Cette nouvelle a dû terrasser Paul Rodgers, le chanteur du groupe Free. Ce même Paul Rodgers propose cette semaine deux rééditions de deux albums mythiques de Bad Company, le groupe fondé en 1973 par deux anciens musiciens du groupe Free. La réédition de Bad Company et de Straight Shooter est pour nous l’occasion de réécouter ce qui constitue deux des plus majestueux essais du rock anglais. Parce que la musique est pure et brute de décoffrage. Ces « remastering » s’accompagnent bien sûr de ses lots d’inédits et de chutes de studio. Ecoutez donc cette version de « Little Miss Fortune ». Il s’agissait de la face B du grand tube « Can’t Get Enough ». Une « early take » tout simplement grandiose.
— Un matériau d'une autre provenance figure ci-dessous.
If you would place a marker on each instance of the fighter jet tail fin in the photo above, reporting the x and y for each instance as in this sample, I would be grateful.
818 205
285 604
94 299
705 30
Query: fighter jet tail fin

Lee Harvey Osmond est un ovni. Ce projet nous vient du canadien Tom Wilson (ex-Junkhouse et ex-Blackie and the rodeo Kings). En 2015, il revient avec Beautiful Scars, un LP qui sent bon le sable, les vieux motels sur le bord d’une route déserte et les cactus volants tout autour des montagnes. L’album a été produit par Michael Timmons (Cowboy Junkies). Beautiful Scars offre de tout : du bon vieux blues-rock avec Loser without your love, du plus psyché (probablement lié à une nuit dans le motel du coin) avec Shake the hand et Oh the Gods. Parfois, on se demande même si cela ne ressemble pas à Jonathan Wilson… A vous demain de harceler votre disquaire préféré (lorsqu’il ne se nomme pas Amazon) pour détenir ce vrai bon album de blues. A écouter en entier via exclaim.ca.

Mais en fin de compte, ce qui me rend triste cette semaine, c’est d’avoir loupé ce phénomène. Courtney Barnett est probablement une des plus grandes réussites rock de ce début d’année. Cette jeune australienne a commencé à écrire des chansons sérieusement à 18 ans et à déménagé à Melbourne à 21. Comme l’a remarqué Slate.fr, il y a quelque chose de Dylan en elle. Peut-être le phrasé, peut-être l’attitude. Elle était au festival Les Femmes S’en Mêlent fin mars pour présenter son premier album Sometimes I think and sit, and sometimes I just sit. C’est souvent drôle, bien pensé et assez bon. Comme en témoigne Pedestrian at best. L’album est sur Spotify et dans toutes les bonnes boutiques de disques.

L’actu rock est aussi la mort de Bob Burns, le batteur des tubes historiques de Lynyrd Skynyrd, le nouveau single de Tame Impala « Cause I’m a man » et le premier single d’une jeune folkeuse dont on reparlera, Johanna Warren.